Sunifiram is a popular and fairly new nootropic that belongs to the “ampakines” family. While most reports have led to consistent and positive results, many ampakines haven’t still been thoroughly studied.

Some clinical tests in animals have been done to study the effects of sunifiram. These tests have revealed positive effects associated with this nootropic’s use. However, there is a need of more thorough studies to determine its safety. Based on the limited studies, sunifiram seems to be well tolerated, but its long-term profile isn’t known yet.

Unlike most racetams that work mainly as cholinergic compounds, substances like sunifiram and unifiram work to attach themselves while stimulating the glutamate and AMPA receptors.

What Causes Glutamate Excitotoxicity?

Glutamate excitotoxicity results from an excess of glutamate in the body cells. As glutamate builds up in the cell, calcium ions are released. This in turn leads to the activation of enzymes, thereby damaging the cell.
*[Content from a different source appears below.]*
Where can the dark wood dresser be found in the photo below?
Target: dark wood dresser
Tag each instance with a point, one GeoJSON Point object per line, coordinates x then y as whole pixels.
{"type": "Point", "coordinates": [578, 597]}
Excitoxicity may result from a number of different factors. In fact, glutamate may act as an excitotoxin in your body. Glutamic acid is associated with glutamate and is commonly present as monosodium glutamate (MSG). MSG is a hazardous food additive used for improving taste and inducing a feeling of “fullness”, which becomes excitotoxic when taken in high doses.

Some studies have also shown that excitoxicity can be a consequence of brain damage. On the contrary, glutamate agonists are also associated with excitotoxicity. Agonists such as kainic acid and NDMA become excitotoxic when taken in high doses. Other factors like alcohol withdrawal can also cause excitotoxicity. This happens when the NMDA receptors get excessively agonized during the process.

Ampakines And Excitotoxicity

Most ampakines aren’t similar to glutamate agonists in terms of their method of action. Glutamate agonists tend to mimic glutamate’s properties for receptor-activation, which is what leads to excitoxicity. On the other contrary, most ampakines like sunifiram and unifiram tend to slow down this receptor activation. By slowing down the receptor currents, ampakines slow down the entire mechanism of AMPA receptor activation. In doing so, ampakines achieve the goal of improving memory as well as cognitive functioning.

It is important to note that the effects of these nootropics vary from study to study and ampakine to ampakine. This simply means that every ampakine has its own unique method of action. Some ampakines may show predominance in different regions of the brain, which is why, there’s a crucial need of thorough studies on the safety of each ampakine.

Some studies have shown that ampakines like sunifiram may play an active role in preventing against the excitotoxicity induced by these substances themselves. Although it has been observed that the AMPA receptor’s intense activation causes this excitoxicity, activation results in the transduction of defensive protein kinases as well. Some studies have revealed that the activation of certain protein kinases may help in offering protection against neurotoxicity. This means, if certain ampakines are able to affect the kinases pathways, they may actually serve as neuroprotective substances.

So, What Can Be Concluded?

Based on past studies, it can be concluded that ampakines like sunifiram and unifiram are safe to use. But, it’s equally important to realize that these substances carry some risks. Science may help in getting a better understanding of glutamatergic transmission, which is why, it is best to use these nootropics with care while making sure that you don’t go beyond the recommended dosage.

Lastly, be cautious while using ampakines in combination with other substances. Just because a new nootropic seems to be safe by itself, doesn’t mean it will not become toxic when used in combinations. In fact, certain ampakines may enhance their excitotoxicity when combined with other substances.